According to the NTSB report, an employee who saw the plane take off said the aircraft pitched nose down before appearing to recover. But investigators determined Swanson's "failure to maintain adequate airspeed and airplane control" resulted in an "aerodynamic stall." The plane later struck power lines and then landed upside down on the ground, the report shows.

Investigators found that five months before the crash, the Federal Aviation Administration determined Swanson was not qualified for any class of medical certification because of a recent stroke, according to the report. The stroke left Swanson with a "shuffling gait" and "double vision."

Swanson on his application denied by the FAA said he had logged 1,157 hours of flight time, the report shows.

Selover, who had been issued a third-class medical certificate in 1998, said he had 1,500 total hours of flight experience, according to the report.

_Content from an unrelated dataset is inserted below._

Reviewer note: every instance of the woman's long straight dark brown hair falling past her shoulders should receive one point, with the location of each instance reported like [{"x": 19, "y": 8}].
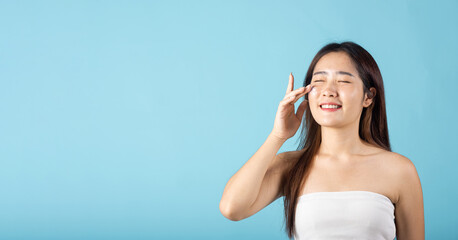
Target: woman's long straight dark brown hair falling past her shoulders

NTSB Identification: ERA10FA464
14 CFR Part 91: General Aviation
Accident occurred Saturday, September 04, 2010 in DeLand, FL
Probable Cause Approval Date: 12/19/2011
Aircraft: CESSNA 150H, registration: N23471
Injuries: 2 Fatal.

During the initial climb after takeoff, a witness observed the airplane pitching nose down and recovering. Several witnesses observed the airplane strike power lines and come to rest inverted. Postaccident examination of the engine and airframe identified no preimpact anomalies that would have precluded normal operation. About 5 months before the accident, the Federal Aviation Administration determined that the pilot was not qualified for any class of medical certificate due to a stroke that resulted in the pilot's shuffling gait and double vision. The pilot's autopsy revealed severe disease of the coronary arteries and heart valves. Postmortem toxicology testing suggested the relatively recent use of a multi-symptom cold or allergy preparation containing an impairing and sedating antihistamine. The pilot's judgment and performance may have been impaired by the medication and/or his medical conditions, but the role of such potential impairment in the accident sequence could not be conclusively determined.

The National Transportation Safety Board determines the probable cause(s) of this accident as follows:
The pilot's failure to maintain adequate airspeed and airplane control during the initial climb, which resulted in an aerodynamic stall, wire strike, and subsequent impact with the ground.